A precisão ficou, então, muito próxima à perfeição. O relógio de pulso, à base de quartzo, fornece 32.768 pulsos elétricos por segundo para um microchip, que é abastecido pela energia de uma bateria. A margem de erro não chega a mais que um milésimo de segundo – enquanto os melhores aparelhos mecânicos atingiam 1 décimo de segundo ao dia.
Tempo e filosofia
Tantos estudos, pesquisas e tempo dedicados para atingir a maior precisão garantiu inúmeros benefícios para a humanidade, mas, no contraponto, trouxe também a dependência, servindo como instrumentos de controle. “O relógio se tornou um fator de adoecimento. Seu ritmo inumano se prova a cada dia inadequado, ou mesmo incompatível, com a vida humana. A compartimentação do tempo e das tarefas tem nos dilacerado. Chegamos a um impasse. Estamos no momento de – sem precisar pensar em queimar relógios – dar um belo passo atrás e afirmar que queremos programar nossos relógios para que se tornem objetos simpáticos à vida humana. Para que isso aconteça, temos de mexer no sistema de trabalho, de produção, de consumo, na tecnologia, nas prioridades da produção do conhecimento científico e, sobretudo, em nossa filosofia de vida – só precisamos de tempo para isso”, argumenta a professora Neri de Barros.

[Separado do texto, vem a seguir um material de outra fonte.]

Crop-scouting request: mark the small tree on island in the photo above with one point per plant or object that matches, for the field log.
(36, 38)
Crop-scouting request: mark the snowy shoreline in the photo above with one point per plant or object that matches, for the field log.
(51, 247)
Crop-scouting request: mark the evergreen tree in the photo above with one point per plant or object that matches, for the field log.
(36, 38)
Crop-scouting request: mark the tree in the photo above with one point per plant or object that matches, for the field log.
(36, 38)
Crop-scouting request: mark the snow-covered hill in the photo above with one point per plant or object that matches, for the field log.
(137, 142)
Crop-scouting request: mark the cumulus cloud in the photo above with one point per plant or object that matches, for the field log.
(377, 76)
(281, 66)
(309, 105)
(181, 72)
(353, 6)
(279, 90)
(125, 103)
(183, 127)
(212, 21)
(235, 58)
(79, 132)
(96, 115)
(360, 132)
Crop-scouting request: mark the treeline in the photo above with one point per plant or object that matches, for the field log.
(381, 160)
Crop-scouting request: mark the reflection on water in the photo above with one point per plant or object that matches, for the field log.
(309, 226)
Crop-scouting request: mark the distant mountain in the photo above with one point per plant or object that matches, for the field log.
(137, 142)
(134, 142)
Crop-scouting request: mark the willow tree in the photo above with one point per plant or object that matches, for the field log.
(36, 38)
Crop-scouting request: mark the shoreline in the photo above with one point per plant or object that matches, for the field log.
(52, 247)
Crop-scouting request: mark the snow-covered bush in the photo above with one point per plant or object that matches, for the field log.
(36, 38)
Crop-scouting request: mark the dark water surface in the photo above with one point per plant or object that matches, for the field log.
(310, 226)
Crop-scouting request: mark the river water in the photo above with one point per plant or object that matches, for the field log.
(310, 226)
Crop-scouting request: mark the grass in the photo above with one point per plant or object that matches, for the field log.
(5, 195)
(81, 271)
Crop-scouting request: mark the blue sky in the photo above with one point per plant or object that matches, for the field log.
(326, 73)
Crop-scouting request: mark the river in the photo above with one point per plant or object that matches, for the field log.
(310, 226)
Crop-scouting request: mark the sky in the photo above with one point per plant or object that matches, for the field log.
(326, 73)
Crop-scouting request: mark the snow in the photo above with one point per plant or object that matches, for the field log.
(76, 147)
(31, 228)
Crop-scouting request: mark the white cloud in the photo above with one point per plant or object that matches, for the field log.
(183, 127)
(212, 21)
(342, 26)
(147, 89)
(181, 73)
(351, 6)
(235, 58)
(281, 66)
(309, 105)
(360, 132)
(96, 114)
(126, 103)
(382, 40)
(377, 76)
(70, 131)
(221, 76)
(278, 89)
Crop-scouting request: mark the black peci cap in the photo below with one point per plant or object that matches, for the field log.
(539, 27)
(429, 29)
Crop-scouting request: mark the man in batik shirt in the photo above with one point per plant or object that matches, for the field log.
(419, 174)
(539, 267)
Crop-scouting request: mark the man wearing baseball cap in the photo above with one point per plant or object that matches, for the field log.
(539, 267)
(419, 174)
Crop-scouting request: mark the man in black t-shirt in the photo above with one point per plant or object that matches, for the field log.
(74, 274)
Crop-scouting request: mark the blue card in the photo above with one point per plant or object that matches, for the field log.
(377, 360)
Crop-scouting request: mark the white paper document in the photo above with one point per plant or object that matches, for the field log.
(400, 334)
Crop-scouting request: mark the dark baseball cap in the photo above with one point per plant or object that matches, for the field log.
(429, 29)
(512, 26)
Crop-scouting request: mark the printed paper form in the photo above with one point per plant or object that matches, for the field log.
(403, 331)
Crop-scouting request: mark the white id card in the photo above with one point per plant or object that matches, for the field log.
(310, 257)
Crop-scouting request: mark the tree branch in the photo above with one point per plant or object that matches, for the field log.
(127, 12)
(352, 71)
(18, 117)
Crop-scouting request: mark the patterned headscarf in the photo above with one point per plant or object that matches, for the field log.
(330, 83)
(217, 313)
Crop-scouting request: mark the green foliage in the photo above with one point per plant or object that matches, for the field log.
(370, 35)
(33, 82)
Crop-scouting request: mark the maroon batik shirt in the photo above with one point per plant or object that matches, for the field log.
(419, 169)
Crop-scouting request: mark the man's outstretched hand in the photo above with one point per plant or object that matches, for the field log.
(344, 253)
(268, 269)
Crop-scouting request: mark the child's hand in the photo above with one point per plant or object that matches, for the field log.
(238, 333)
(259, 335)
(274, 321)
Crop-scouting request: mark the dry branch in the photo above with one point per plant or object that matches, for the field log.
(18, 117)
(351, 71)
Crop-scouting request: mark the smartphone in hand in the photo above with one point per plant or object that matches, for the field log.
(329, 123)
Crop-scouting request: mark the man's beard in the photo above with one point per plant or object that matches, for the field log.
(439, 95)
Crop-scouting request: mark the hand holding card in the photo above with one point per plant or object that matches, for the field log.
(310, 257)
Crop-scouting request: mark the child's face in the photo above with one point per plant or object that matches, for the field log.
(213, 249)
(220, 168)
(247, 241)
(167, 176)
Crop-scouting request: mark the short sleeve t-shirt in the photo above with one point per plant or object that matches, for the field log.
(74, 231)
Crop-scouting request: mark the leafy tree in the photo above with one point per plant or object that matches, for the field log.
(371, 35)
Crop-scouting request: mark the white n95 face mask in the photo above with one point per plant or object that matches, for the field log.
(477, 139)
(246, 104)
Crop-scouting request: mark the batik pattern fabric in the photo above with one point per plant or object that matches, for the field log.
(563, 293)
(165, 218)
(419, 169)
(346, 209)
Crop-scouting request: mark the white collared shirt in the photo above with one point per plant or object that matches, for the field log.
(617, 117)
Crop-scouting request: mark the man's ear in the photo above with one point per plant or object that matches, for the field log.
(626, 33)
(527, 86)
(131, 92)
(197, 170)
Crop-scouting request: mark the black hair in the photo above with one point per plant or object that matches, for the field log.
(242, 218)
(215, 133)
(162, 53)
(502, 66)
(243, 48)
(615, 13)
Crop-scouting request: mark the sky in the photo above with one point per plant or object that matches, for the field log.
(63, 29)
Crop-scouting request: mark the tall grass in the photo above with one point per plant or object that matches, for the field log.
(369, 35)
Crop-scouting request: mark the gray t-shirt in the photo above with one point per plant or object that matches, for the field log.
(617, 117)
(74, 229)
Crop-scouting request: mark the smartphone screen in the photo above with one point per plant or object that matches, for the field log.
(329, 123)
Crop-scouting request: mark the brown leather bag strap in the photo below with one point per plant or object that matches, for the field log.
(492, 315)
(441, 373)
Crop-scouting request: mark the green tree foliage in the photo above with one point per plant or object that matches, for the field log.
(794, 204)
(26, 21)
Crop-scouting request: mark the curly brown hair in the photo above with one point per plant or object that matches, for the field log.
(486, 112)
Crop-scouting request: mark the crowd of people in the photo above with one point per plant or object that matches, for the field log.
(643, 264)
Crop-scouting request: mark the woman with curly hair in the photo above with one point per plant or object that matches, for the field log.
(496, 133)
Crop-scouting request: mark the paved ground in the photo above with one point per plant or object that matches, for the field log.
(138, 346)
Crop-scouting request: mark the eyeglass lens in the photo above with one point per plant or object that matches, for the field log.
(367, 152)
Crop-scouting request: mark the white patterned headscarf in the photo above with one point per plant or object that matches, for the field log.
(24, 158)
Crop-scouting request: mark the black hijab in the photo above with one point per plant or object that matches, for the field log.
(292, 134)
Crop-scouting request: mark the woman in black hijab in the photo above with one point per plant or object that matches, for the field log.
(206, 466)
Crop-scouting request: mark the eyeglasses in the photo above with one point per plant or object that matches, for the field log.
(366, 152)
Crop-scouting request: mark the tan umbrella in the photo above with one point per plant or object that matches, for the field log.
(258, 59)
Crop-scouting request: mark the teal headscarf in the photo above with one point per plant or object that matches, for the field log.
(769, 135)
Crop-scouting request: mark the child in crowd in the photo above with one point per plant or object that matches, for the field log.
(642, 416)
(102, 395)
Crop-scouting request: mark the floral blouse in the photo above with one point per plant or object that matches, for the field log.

“Fazemos hoje, em cada um de nossos dias, dizem os antropólogos, o que a humanidade pré-tecnológica (até o século XVIII) fazia em um mês e meio. Para grande parte da humanidade, a contagem do tempo é desesperadora”, aponta o professor Régis.
Cristiane Bergamini é formada em comunicação social (PUC Campinas), com mestrado e doutorado em planejamento de sistemas energéticos (Unicamp). Atualmente é aluna do curso de especialização em jornalismo científico (Labjor/Unicamp).